As the government’s “Operation Baklas” against illegal poll campaign materials continues, an environmental watchdog group highlighted the lack of regulation to restrict cadmium, a cancer-causing substance, in plastic tarpaulins.
“Plastic tarpaulins have become extremely popular for all types of advertising and promotion. The use of tarps by politicians running for the May polls is a case in point,” observed Aileen Lucero, Coordinator,
“But, the problem goes beyond the huge volume of tarps hanging on unauthorized places like bridges, cables, lamp posts and trees that have to be laboriously removed by MMDA or DPWH workers,” she noted.
“Most tarps, especially those made of polyvinyl chloride (PVC) plastic, contain hazardous additives such as cadmium, a carcinogenic substance that is among the ‘10 chemicals of major public health concern’ of the World Health Organization (WHO),” she said.
Lucero cited the results of the chemical screening conducted by the EcoWaste Coalition on 300 pieces of campaign tarps from various national and local candidates that were among those removed by the MMDA from illegal sites.
All of the 300 tarps were found to contain cadmium in the range of 697 to 1,921 parts per million (ppm), way above the European Union’s 100 ppm limit for cadmium in plastics.
“While developed economies have adopted measures to ban cadmium in all plastics, the Philippines has yet to follow suit,” she said.
Lucero cited the European Commission Regulation No. 494/2011, which prohibits manufacturers from placing mixtures and articles produced from plastic material containing cadmium “equal to or greater than 0,01 % by weight,” or 100 ppm.
“We need to ban the intentional use of cadmium-based pigments and stabilizers in all plastics, including tarps and packaging materials, to protect the public health and reduce the amount of cadmium that enters the waste streams, which, at the end of the day, will get dispersed into the environment,” she said.
According to the United Nations Environment Programme (UNEP), “products containing cadmium are not typically collected separately from the general waste stream in developing countries.

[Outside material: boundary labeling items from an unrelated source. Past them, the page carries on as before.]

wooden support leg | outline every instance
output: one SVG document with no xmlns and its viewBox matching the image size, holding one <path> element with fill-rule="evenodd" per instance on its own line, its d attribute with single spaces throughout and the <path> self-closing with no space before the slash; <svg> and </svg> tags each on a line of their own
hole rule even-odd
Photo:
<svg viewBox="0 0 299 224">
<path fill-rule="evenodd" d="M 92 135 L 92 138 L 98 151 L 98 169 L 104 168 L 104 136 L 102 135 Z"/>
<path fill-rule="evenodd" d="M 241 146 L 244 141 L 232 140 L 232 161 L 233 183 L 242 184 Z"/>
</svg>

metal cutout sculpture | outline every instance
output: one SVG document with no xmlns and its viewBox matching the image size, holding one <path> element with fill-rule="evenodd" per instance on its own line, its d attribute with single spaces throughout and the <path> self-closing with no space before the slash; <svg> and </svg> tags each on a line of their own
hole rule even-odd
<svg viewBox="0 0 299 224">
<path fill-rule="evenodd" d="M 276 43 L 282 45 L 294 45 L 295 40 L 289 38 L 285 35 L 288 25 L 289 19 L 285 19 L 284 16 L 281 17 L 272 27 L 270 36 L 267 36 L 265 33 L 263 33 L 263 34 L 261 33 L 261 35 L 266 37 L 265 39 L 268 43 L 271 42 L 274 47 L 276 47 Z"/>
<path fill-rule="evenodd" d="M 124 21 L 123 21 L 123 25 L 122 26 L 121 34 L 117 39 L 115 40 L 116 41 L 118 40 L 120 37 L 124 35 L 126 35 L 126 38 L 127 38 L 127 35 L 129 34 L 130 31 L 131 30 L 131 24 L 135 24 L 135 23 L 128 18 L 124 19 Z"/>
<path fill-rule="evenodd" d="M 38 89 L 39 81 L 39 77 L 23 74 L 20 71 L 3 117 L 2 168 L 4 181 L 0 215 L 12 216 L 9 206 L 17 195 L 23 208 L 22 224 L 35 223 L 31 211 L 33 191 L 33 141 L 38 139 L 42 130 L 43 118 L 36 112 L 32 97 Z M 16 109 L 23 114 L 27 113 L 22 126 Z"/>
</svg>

Therefore cadmium discards will end up in municipal waste and disposed of in landfills, incineration, open burning or indiscriminate dumping.”
“Some of the cadmium in these products will be released to the environment, the extent of which depends on disposal method, control technologies applied and other factors,” UNEP said.
Scientific studies have linked long-term exposure to cadmium to high blood pressure, age-related macular degeneration, and cancer of the breast, lung and kidney, which is considered the critical target organ for toxicity of cadmium in humans,
Cadmium is classified as “carcinogenic to humans” by the International Agency for Research on Cancer (IARC).
To decrease global environmental cadmium releases and reduce occupational and environmental exposure to cadmium and associated health effects, the WHO has recommended, among other things, the “(reduction) as far as is practicable emissions of cadmium—particularly into surface waters.”
The WHO has likewise recommended the development of techniques for the safe disposal of cadmium-containing wastes and effluents.
As part of its chemical safety and zero waste advocacy, the EcoWaste Coalition hoped to collaborate with the government and the industry in crafting a regulation that will prevent and reduce cadmium releases into the environment and protect the public health.